Now he has created a series of posters and written an open letter addressing the debate over Britain’s potential departure from the European Union, also known as Brexit. In the wake of an early-April referendum in which Dutch voters rejected a treaty between Ukraine and the EU, Tillmans says it’s time for those in favor of Britain remaining with the European Union to speak out and register to vote before June 7.
Britain’s Prime Minister, David Cameron, has promised to put EU membership to a vote by 2017.
Tillmans’s open letter follows:
I’m sure you are also following with horror the rightwards drift and anti-EU sentiment brewing across Europe. The Dutch referendum should be the final wake-up call, alerting people to the real risk of the UK’s EU referendum resulting in a victory for Leave.

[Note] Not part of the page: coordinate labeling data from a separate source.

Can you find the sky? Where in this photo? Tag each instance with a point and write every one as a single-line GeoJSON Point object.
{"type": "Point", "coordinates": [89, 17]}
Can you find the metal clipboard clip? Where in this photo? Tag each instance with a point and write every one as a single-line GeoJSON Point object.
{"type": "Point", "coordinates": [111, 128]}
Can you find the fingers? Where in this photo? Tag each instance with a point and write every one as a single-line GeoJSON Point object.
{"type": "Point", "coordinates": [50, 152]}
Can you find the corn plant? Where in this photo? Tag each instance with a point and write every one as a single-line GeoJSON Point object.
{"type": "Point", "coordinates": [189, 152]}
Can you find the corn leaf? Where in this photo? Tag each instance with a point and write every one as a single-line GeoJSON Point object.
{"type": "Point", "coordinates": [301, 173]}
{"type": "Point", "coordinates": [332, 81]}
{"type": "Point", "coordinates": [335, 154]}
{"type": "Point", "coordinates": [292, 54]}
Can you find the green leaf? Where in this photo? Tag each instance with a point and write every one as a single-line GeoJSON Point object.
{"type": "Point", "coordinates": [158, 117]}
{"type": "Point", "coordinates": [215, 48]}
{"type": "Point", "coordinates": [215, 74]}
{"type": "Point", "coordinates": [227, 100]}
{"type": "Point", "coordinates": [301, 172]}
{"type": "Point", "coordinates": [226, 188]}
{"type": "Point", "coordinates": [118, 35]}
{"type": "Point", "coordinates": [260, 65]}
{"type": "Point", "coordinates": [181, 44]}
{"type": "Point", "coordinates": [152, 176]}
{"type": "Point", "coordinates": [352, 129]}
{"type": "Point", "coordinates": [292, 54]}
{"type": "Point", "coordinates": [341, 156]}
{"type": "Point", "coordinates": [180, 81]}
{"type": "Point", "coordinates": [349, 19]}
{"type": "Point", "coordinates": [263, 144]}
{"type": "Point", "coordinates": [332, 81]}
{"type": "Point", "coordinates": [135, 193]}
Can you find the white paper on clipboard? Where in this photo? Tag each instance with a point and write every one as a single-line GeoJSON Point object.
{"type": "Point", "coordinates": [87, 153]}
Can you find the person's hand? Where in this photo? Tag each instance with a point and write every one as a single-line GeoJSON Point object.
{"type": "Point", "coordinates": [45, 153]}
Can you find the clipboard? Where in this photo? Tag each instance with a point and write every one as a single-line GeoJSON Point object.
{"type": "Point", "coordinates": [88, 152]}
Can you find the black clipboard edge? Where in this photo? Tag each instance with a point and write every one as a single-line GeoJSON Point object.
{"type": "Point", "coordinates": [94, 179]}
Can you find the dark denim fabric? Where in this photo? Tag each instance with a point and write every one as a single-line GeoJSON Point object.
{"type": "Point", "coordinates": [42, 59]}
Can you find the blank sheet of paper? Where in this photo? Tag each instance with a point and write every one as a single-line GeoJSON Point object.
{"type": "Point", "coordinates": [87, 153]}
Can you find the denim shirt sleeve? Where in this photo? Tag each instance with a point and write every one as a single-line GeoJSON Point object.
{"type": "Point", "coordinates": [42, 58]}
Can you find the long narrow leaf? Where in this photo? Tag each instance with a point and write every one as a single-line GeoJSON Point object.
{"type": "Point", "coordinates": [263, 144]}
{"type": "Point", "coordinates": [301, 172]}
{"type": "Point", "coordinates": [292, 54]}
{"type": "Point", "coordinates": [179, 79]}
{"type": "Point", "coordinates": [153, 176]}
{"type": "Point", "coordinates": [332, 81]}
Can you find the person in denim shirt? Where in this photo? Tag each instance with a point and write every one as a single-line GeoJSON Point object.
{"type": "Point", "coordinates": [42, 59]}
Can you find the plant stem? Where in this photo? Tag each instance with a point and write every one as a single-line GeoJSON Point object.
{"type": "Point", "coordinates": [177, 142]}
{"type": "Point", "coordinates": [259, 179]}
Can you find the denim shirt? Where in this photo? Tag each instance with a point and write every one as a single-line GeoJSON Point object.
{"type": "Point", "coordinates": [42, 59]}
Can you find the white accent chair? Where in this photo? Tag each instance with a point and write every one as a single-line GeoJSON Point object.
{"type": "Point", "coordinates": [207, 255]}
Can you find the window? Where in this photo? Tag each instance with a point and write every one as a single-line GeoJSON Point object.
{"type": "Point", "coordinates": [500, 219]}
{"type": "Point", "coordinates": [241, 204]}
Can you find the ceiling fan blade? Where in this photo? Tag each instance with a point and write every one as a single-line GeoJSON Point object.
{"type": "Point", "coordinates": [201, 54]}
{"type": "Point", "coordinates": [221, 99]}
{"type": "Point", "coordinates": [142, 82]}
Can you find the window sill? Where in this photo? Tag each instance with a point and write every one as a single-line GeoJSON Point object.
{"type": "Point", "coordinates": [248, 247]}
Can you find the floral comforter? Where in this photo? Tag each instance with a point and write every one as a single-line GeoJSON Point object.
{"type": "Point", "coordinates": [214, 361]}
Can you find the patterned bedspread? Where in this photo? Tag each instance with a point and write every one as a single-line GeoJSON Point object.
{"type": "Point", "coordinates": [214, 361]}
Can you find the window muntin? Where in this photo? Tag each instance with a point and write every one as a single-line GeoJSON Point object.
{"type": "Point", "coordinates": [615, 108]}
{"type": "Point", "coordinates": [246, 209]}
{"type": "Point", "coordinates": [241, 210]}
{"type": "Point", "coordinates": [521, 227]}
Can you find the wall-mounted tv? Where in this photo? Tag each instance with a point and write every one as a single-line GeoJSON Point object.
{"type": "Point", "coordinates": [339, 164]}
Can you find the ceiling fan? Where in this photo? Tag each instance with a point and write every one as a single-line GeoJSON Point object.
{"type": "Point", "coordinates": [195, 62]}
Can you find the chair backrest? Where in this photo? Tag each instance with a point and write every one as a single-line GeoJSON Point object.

The official ‘Remain’ campaign feels lame and is lacking in passion. It also lacks an active drive to get voters registered—and with the deadline already falling two weeks before the referendum, this should be an urgent priority.
I want to get involved and actively campaign. In particular, I want to work towards maximizing turnout among younger voters by focusing on the first, crucial step: voter registration—the deadline for which is June 7! So anyone who hasn’t registered before this date has no chance of having a say, no matter how strongly they feel about the issue. So the really crucial date is June 7. Everyone’s grannies registered their vote long ago, but students no longer get automatically registered by their unis. This is because of a new law brought in by the Conservatives that makes it possible for them to disenfranchise up to 800,000 students, who as a group tend to move around a lot more and so drop off the voter register easily.
I feel that we have reached a critical moment that could prove to be a turning point for Europe as we know and enjoy it—one that might result in a cascade of problematic consequences and political fall-out. Firstly, the weakening of the EU is a goal being actively pursued by strongmen like Vladimir Putin and European parties on the far-right that are funded by Russia (a little known fact). Furthermore, Brexit would provoke calls for referendums in many other countries and could effectively spell the end of the EU. It’s a flawed and problematic institution, but on the whole it stands for a democratic worldview, human rights and favours cooperation over confrontation.
It could prove to be a one-in-a-generation moment. Can you imagine the years of renegotiations for undoing treaties, and all the negativity that would surround that.
In the past weeks myself and assistants at my London and Berlin studios and Between Bridges worked on these texts and designs. Please feel free to share these posters, they work as print your own PDFs, or on social media, or in any other way you can think of. I consider them open-source, you can take my name tag off if more appropriate.
Let’s hope for the best—but hope may not be enough.